En ese sentido, llamó a «no dejarse encantar por las sirenas del populismo (de derecha, que prevalece en el centro y este de Europa, NDR), que explota las necesidades de la gente, proponiendo soluciones demasiado fáciles y apresuradas». «No sigamos a los falsos ‘mesías’ que, en nombre del lucro, proclaman recetas que sólo sirven para aumentar la riqueza de unos pocos, condenando a los pobres a la marginación», subrayó en la misa en la Basílica de San Pedro, en ocasión del Día Mundial de los Pobres.

«Todavía hoy -señaló- vivimos en sociedades heridas y somos testigos, tal como nos lo dice el Evangelio, de escenarios de violencia. Basta pensar en la crueldad que está sufriendo el pueblo ucraniano, de injusticia y persecución; además, debemos enfrentar la crisis generada por el cambio climático y la pandemia, que ha dejado una estela de males no solo físicos, sino también psicológicos, económicos y sociales».

Luego dijo que «aún hoy vemos a los pueblos levantarse contra los pueblos y asistimos con angustia a la vehemente ampliación de los conflictos, a la calamidad de la guerra, que provoca la muerte de muchas personas inocentes y multiplica el veneno del odio».

«Aún hoy, mucho más que ayer, muchos hermanos y hermanas, probados y desalentados, migran en busca de esperanza, y muchas personas viven en la precariedad por falta de empleo o por condiciones de trabajo injustas e indignas», agregó Francisco.

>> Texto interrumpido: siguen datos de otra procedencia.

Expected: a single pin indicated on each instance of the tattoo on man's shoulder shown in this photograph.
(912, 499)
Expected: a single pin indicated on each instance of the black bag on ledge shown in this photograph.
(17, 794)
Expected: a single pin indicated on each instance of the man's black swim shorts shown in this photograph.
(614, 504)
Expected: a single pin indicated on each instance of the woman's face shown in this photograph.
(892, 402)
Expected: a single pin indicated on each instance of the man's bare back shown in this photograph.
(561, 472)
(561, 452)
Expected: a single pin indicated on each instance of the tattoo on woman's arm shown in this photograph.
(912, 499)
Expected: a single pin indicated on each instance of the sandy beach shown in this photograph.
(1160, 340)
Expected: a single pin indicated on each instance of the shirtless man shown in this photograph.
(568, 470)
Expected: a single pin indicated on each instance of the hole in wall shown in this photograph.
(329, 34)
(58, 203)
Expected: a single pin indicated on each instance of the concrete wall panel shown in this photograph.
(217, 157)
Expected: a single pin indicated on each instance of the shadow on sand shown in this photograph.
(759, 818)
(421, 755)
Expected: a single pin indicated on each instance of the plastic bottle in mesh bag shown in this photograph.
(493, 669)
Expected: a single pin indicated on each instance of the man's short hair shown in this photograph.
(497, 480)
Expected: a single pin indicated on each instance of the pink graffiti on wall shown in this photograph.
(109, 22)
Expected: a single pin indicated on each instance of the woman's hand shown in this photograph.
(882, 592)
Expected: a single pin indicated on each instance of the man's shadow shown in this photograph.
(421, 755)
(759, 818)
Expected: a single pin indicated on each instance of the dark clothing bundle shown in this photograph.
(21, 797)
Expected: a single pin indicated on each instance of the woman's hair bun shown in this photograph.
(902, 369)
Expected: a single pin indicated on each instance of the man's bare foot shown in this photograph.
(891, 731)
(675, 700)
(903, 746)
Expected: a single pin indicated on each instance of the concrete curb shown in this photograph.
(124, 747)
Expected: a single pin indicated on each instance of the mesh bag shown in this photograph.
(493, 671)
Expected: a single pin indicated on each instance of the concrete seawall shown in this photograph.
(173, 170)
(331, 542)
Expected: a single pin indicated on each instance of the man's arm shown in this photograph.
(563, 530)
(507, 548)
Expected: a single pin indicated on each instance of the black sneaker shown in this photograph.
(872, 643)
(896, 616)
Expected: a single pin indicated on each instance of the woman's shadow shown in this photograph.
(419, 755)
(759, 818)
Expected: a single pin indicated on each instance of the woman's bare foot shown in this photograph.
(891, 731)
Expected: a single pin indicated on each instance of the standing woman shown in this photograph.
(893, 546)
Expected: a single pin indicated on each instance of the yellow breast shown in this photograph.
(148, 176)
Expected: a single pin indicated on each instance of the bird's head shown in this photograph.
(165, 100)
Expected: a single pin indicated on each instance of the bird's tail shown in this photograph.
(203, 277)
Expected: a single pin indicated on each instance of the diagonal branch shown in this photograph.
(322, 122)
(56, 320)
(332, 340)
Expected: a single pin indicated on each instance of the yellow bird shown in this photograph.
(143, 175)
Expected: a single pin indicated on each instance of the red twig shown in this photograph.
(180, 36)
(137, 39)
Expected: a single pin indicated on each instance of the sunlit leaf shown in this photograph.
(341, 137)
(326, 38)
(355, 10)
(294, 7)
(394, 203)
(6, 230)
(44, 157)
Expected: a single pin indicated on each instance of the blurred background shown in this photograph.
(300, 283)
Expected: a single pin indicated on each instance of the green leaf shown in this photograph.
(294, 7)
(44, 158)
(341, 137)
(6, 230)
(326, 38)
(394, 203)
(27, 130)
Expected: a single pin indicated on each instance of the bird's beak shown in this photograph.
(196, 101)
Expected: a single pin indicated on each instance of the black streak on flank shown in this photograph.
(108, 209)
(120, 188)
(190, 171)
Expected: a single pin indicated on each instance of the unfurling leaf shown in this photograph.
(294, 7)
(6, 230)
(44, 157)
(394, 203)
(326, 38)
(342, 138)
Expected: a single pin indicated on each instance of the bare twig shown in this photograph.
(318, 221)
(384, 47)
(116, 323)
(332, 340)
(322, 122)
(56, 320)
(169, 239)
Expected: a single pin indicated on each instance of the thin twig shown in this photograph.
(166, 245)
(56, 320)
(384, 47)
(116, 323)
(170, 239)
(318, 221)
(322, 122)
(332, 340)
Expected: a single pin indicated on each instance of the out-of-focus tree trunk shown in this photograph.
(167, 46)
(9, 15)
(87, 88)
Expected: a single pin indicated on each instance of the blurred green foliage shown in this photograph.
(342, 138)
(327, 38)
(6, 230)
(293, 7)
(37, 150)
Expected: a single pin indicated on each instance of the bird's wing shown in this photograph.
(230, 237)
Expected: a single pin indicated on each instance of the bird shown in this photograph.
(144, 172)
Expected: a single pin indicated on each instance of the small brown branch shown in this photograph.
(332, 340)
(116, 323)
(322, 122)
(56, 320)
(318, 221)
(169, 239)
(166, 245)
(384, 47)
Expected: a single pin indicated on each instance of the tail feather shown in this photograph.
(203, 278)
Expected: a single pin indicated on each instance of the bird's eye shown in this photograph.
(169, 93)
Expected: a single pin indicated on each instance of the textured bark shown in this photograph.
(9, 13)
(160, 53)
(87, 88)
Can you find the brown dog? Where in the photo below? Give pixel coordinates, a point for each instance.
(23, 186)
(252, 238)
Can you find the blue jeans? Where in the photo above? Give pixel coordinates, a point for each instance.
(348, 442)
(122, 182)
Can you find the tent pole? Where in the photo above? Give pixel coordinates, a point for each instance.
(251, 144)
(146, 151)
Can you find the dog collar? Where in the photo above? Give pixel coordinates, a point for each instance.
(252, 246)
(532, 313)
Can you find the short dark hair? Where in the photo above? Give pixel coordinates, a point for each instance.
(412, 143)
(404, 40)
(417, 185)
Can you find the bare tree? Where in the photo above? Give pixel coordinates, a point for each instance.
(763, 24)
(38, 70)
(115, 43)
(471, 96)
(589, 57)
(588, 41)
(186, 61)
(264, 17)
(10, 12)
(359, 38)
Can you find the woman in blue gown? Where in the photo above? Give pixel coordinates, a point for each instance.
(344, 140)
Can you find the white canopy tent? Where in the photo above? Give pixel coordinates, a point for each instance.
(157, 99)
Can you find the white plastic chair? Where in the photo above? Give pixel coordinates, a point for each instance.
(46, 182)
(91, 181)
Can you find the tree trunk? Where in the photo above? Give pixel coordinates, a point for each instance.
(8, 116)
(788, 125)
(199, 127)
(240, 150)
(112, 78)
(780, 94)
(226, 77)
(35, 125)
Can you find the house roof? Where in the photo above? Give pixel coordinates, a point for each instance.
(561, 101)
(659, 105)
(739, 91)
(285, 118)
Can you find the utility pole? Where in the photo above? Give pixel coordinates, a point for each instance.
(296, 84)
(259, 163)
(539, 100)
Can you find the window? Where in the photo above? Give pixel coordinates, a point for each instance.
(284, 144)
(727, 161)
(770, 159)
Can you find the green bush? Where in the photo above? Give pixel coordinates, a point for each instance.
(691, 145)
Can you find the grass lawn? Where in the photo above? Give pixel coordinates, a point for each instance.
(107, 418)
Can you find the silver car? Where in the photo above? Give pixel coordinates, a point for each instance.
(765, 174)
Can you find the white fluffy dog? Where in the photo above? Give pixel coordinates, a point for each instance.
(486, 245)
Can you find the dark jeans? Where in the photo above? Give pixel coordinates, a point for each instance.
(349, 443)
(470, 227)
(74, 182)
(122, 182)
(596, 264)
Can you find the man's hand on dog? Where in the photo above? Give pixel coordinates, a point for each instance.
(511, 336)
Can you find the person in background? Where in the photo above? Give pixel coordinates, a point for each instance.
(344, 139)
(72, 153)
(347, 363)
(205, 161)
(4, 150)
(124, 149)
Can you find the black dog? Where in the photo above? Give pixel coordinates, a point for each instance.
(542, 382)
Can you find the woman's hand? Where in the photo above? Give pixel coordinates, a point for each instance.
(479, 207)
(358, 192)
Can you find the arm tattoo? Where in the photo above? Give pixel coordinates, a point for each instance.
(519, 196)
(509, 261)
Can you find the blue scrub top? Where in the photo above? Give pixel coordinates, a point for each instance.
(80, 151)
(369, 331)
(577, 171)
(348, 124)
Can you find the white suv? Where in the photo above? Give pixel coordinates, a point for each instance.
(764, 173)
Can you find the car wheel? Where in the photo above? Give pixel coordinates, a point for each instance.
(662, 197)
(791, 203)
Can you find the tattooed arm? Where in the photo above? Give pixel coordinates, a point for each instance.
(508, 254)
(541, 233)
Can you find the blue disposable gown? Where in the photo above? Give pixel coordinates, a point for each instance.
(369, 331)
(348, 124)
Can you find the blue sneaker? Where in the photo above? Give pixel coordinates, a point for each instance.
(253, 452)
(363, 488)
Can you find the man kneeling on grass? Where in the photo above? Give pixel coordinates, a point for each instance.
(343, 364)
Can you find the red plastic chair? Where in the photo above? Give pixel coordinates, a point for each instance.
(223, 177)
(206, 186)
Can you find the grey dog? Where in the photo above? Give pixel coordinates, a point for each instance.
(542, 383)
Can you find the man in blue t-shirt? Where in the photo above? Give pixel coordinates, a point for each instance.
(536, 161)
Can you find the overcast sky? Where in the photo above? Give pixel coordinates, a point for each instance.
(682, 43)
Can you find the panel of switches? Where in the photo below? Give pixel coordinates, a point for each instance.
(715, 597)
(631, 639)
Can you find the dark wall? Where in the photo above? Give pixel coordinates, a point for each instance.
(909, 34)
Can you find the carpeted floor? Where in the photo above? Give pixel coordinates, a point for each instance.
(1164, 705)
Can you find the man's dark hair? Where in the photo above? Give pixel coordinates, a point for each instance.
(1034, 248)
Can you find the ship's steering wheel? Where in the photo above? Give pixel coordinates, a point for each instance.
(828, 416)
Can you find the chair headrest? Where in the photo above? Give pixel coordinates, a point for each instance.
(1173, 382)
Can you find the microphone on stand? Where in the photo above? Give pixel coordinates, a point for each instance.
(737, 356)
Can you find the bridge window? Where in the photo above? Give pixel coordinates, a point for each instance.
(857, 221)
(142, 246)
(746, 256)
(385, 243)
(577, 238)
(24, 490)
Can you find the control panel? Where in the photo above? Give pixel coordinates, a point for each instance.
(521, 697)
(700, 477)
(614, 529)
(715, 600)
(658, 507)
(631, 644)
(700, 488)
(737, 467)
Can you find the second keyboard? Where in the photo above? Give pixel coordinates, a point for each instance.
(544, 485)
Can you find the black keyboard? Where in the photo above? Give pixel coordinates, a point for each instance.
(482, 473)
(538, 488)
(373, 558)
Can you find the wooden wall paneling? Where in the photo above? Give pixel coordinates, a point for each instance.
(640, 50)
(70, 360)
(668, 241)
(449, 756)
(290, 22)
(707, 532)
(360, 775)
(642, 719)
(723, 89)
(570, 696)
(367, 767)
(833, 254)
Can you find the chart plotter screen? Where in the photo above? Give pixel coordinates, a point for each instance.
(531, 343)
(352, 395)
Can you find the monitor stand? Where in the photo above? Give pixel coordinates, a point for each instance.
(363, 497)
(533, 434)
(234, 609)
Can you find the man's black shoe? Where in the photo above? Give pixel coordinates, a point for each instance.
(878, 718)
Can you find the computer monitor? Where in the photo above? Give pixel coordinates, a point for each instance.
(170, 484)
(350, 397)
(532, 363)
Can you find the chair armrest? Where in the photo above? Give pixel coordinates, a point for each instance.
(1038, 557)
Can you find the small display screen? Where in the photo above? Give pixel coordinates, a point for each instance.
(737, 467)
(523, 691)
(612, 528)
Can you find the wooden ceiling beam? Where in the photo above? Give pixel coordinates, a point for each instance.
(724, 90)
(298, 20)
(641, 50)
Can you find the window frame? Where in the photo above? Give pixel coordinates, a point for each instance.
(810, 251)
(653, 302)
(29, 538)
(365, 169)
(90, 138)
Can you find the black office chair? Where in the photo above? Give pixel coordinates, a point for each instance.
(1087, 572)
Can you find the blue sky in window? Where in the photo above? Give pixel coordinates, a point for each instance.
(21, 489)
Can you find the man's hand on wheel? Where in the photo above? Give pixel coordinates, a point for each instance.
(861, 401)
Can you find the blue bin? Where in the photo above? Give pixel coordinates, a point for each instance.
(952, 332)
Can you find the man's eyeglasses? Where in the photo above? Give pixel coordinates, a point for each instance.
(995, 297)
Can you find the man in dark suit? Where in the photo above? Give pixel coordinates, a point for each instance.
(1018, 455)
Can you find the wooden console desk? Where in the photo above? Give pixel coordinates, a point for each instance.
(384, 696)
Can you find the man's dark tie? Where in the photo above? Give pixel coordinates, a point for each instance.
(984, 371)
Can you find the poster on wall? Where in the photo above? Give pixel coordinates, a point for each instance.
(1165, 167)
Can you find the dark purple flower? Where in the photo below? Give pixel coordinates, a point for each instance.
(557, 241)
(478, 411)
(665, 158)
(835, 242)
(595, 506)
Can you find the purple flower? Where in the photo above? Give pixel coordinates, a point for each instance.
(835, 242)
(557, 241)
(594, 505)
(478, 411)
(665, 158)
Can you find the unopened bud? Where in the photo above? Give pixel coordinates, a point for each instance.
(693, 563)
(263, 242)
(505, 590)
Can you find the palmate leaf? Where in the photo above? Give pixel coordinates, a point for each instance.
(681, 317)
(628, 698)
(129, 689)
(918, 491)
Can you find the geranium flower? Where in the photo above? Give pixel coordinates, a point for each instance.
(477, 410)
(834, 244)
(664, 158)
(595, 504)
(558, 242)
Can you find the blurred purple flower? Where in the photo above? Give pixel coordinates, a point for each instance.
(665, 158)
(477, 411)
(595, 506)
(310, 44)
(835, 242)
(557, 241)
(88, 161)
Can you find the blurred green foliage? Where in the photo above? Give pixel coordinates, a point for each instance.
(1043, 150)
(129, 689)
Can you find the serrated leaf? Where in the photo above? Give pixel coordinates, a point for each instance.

«Y aún hoy -agregó – los pobres son las víctimas más castigadas de toda crisis. Pero, si nuestro corazón está ahogado e indiferente, somos incapaces de escuchar su débil grito de dolor, de llorar con ellos y por ellos, de ver cuánta soledad y angustia se esconden hasta en los rincones olvidados de nuestras ciudades».

Por último, recordó que el lunes «se cumple el primer aniversario del lanzamiento de la Plataforma de Acción Laudato Si, que promueve la conversión ecológica y estilos de vida acordes con ella».

Agradeció a todos los que se sumaron a esta iniciativa, «cerca de seis mil los participantes, entre particulares, familias, asociaciones, empresas, instituciones religiosas, culturales y sanitarias», y sostuvo que «es un excelente comienzo para un camino de siete años destinado a responder al grito de la tierra y al grito de los pobres».

«Animo esta misión que es crucial para el futuro de la humanidad, para que pueda promover un compromiso concreto en todos para cuidar la creación», expresó.

Por último, envió un mensaje a los participantes de la Conferencia sobre el Cambio Climático de las Naciones Unidas, COP27, que tiene lugar en Sharm El Sheikh, Egipto.

«Me gustaría recordar la cumbre climática COP27, que se está celebrando en Egipto. Espero que se den pasos, con valentía, determinación, a raíz del acuerdo de París», concluyó.